- Date: 22 October – 27 October
- Edition: 12th
- Surface: Clay
- Location: Lima, Peru

Champions

Singles
- Christian Garín

Doubles
- Guido Andreozzi / Guillermo Durán
- ← 2017 · Lima Challenger · 2019 →

= 2018 Lima Challenger =

The 2018 Lima Challenger was a professional tennis tournament played on clay courts. It was the twelfth edition of the tournament, part of the 2018 ATP Challenger Tour. It took place in Lima, Peru between October 22 and October 27, 2018.

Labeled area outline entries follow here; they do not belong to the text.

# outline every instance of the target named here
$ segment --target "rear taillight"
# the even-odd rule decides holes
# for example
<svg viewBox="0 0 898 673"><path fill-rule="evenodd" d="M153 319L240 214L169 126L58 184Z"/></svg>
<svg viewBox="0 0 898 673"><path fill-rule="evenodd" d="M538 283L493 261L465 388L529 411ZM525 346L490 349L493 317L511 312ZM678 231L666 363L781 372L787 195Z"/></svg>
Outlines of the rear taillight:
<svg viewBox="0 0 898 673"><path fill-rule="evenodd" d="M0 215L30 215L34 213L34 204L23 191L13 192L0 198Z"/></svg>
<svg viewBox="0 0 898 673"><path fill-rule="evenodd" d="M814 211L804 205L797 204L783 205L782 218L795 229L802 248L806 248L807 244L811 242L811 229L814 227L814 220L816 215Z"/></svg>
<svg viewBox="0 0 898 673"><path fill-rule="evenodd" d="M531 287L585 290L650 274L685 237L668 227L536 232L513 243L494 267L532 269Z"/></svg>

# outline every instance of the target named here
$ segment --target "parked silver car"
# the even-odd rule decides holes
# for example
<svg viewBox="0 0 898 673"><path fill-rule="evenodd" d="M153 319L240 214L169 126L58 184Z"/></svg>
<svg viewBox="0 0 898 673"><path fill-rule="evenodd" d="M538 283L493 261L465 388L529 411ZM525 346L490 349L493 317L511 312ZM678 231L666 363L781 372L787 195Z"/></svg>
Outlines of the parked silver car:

==Singles main-draw entrants==
===Seeds===

| Country | Player | Rank^{1} | Seed |
|---|---|---|---|
| URU | Pablo Cuevas | 66 | 1 |
| ARG | Federico Delbonis | 74 | 2 |
| ARG | Guido Andreozzi | 92 | 3 |
| CHI | Christian Garín | 103 | 4 |
| ESP | Pablo Andújar | 106 | 5 |
| BRA | Thiago Monteiro | 114 | 6 |
| ITA | Paolo Lorenzi | 115 | 7 |
| BOL | Hugo Dellien | 116 | 8 |

- ^{1} Rankings are as of 15 October 2018.

===Other entrants===
The following players received wildcards into the singles main draw:
- PER Nicolás Álvarez
- ECU Emilio Gómez
- JPN Kento Tagashira
- PER Juan Pablo Varillas

The following player received entry into the singles main draw using a protected ranking:
- COL Santiago Giraldo

The following player received entry into the singles main draw as an alternate:
- SRB Miljan Zekić

The following players received entry from the qualifying draw:
- CHI Marcelo Tomás Barrios Vera
- ARG Andrea Collarini
- ARG Renzo Olivo
- COL Cristian Rodríguez

==Champions==
===Singles===

- CHI Christian Garín def. POR Pedro Sousa 6–4, 6–4.

===Doubles===

- ARG Guido Andreozzi / ARG Guillermo Durán def. URU Ariel Behar / ECU Gonzalo Escobar 2–6, 7–6^{(7–5)}, [10–5].